Rift Valley fever virus is a single stranded RNA Phlebovirus. Spread by numerous species of mosquito, it is predominantly a disease of livestock including sheep, goats and cattle. Disease is characterised by extremely high mortality in young animals and abortions in pregnant animals, with significant impacts on food security and the wider economy. Spill over into humans results in a wide spectrum of disease from self-limiting febrile illness to haemorrhagic fever and death. RVFV is endemic throughout multiple countries in Africa. Current livestock vaccines have significant drawbacks and due to a lack of licenced human vaccines or therapeutics, RVF is considered a priority pathogen for the development of countermeasures by the WHO and OIE. A safe, effective and cheap vaccine that protects livestock and humans against RVF disease would be invaluable.

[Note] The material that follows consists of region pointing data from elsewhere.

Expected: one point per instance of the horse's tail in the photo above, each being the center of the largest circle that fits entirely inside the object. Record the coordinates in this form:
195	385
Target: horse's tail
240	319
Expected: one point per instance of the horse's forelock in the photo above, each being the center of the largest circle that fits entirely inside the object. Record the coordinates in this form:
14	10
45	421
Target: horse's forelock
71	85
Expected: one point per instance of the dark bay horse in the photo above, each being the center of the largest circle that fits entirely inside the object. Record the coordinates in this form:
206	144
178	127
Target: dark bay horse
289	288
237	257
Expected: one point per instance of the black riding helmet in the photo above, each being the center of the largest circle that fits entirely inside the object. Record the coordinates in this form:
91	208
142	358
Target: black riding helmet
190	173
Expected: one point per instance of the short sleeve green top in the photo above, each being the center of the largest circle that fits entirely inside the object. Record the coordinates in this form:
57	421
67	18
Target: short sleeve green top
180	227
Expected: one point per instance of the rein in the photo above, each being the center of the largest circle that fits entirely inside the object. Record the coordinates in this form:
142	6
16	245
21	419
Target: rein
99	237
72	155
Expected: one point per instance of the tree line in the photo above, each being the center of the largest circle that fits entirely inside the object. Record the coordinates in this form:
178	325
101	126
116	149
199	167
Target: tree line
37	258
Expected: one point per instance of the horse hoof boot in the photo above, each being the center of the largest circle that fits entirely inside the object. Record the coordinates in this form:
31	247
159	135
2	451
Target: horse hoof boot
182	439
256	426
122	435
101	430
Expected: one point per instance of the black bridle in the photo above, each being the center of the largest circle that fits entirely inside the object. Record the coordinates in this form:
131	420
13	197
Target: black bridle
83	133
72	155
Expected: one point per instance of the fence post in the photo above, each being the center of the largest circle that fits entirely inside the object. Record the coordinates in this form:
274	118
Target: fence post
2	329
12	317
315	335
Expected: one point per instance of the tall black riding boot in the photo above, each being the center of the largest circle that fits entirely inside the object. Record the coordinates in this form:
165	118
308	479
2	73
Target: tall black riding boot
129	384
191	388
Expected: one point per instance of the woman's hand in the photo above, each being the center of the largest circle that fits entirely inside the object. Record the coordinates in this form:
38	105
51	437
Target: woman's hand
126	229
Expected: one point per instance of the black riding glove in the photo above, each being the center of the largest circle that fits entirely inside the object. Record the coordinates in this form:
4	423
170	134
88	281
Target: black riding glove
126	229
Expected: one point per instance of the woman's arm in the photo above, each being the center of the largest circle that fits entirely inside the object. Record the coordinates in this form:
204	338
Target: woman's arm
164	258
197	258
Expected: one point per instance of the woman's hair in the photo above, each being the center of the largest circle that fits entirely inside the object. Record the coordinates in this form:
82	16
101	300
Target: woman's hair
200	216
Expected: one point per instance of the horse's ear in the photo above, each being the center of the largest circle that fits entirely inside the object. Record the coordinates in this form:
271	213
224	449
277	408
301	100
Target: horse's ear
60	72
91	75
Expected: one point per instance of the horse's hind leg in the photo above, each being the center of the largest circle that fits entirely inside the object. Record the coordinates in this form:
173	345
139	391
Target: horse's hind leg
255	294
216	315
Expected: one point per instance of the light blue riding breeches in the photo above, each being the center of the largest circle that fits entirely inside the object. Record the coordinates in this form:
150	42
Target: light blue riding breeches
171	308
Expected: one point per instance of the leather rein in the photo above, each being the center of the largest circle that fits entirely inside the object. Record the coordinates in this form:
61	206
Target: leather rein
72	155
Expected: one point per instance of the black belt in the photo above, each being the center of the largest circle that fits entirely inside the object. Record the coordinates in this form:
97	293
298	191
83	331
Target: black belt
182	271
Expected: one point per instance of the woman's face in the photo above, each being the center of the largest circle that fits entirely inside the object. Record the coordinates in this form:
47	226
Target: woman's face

This thesis seeks to advance this goal on several fronts by facilitating the development of a leading RVF vaccine candidate, ChAdOx1 RVF, co-developed for use in livestock and humans. Firstly, I provide much needed data on the naturally acquired, and likely protective, immune response towards RVFV in Kenyan adults. Showing long-lasting antibodies target both glycoproteins, Gn and Gc, with the former as the principle target of the long-lived neutralising antibody response. I then analysed the factors influencing successful manufacture of ChAdOx1 RVF which has allowed the vaccine to be produced for critical livestock and human trials, improving our understanding of construct design, genetic- and thermo- stability of this vector. I show that neutralising antibodies, strongly associated with protection, were induced in the first humans vaccinated with ChAdOx1 RVF. Characterisation of the cellular and humoral response in livestock then provides important context for the vaccine’s proven ability to elicit protective immunity in multiple target species. Finally, I explore the possibility of improving the utility of the RVF vaccine in livestock by creating a bivalent vaccine which targets an additional disease, Peste-des-petits ruminants. The extremely high efficacy of ChAdOx1 RVF in livestock, including during pregnancy, and the induction of neutralising antibodies in humans is extremely encouraging. ChAdOx1 RVF has the potential to become a vital countermeasure against RVF outbreaks, significantly improving animal and public health from a disease with pandemic potential.